What does the testing standard of the testing institute IDW say?
Wambach hinted that in the Wirecard case, some facts had come to light that would make an auditor cringe. Wambach’s test results have already been widely reported, but he has not yet made public statements in as much detail as on Wednesday. The accounting expert named a whole list of warning signals that could have made us suspicious earlier in the Wirecard case. In doing so, Wambach relied on the auditing standard 210 of the auditing institute IDW, which contains numerous detailed indications of possible accounting fraud. What is it about in detail?

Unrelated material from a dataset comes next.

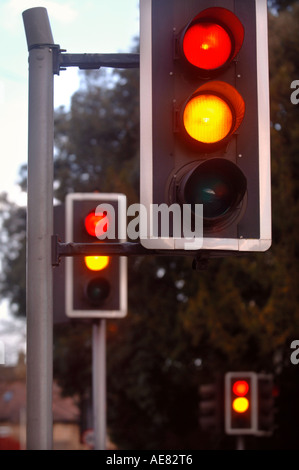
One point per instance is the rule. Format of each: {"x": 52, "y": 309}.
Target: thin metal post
{"x": 99, "y": 383}
{"x": 39, "y": 231}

First of all, the audit standard warns of unusual, complicated and opaque transactions, as existed in the Wirecard case in the form of third-party business. The payment service provider had outsourced business areas to other companies on a large scale. In addition, high-ranking Wirecard managers repeatedly asserted that everything was fine in response to numerous critical voices and inquiries. There was also little willingness on the part of management to admit or correct mistakes. The IDW standard warns the auditors’ guild against such behavior, just as it does with Wirecard, where, according to Wambach, aggregated sums are often booked instead of individual transactions. Not to be forgotten was the warning signal of negative press reporting, which was not lacking in relation to Wirecard. However, Wambach also expressed understanding for the situation of the auditors, who in many companies are sent from one department to another in search of original documents and often end up in dead ends, where they are under great time pressure.
According to Wambach, when looking at various accounting scandals, it often turns out that they are based on very simple facts. In the Wirecard case, it was ultimately about liquid funds, i.e. a balance sheet item that is considered to be little risky and that relatively inexperienced audit assistants are often commissioned to check. Cash and bank balances are easy to check and evaluate – usually. In the equally spectacular Parmalat case, a CFO of the Italian food company clumsily forged a receipt for the gigantic sum of 400 million euros, and the scandalous company Comroad had achieved 90 percent of its sales with a subsidiary in Hong Kong, which, however, did not even exist. But nobody had checked that, although that would have involved little effort.
According to Wambach, what was also noticeable in the Wirecard case was that the company had not set up an internal audit and there was no audit committee on the supervisory board. However, these deficits mentioned by Wambach should not only have made the auditors more cautious, but also lenders and shareholders.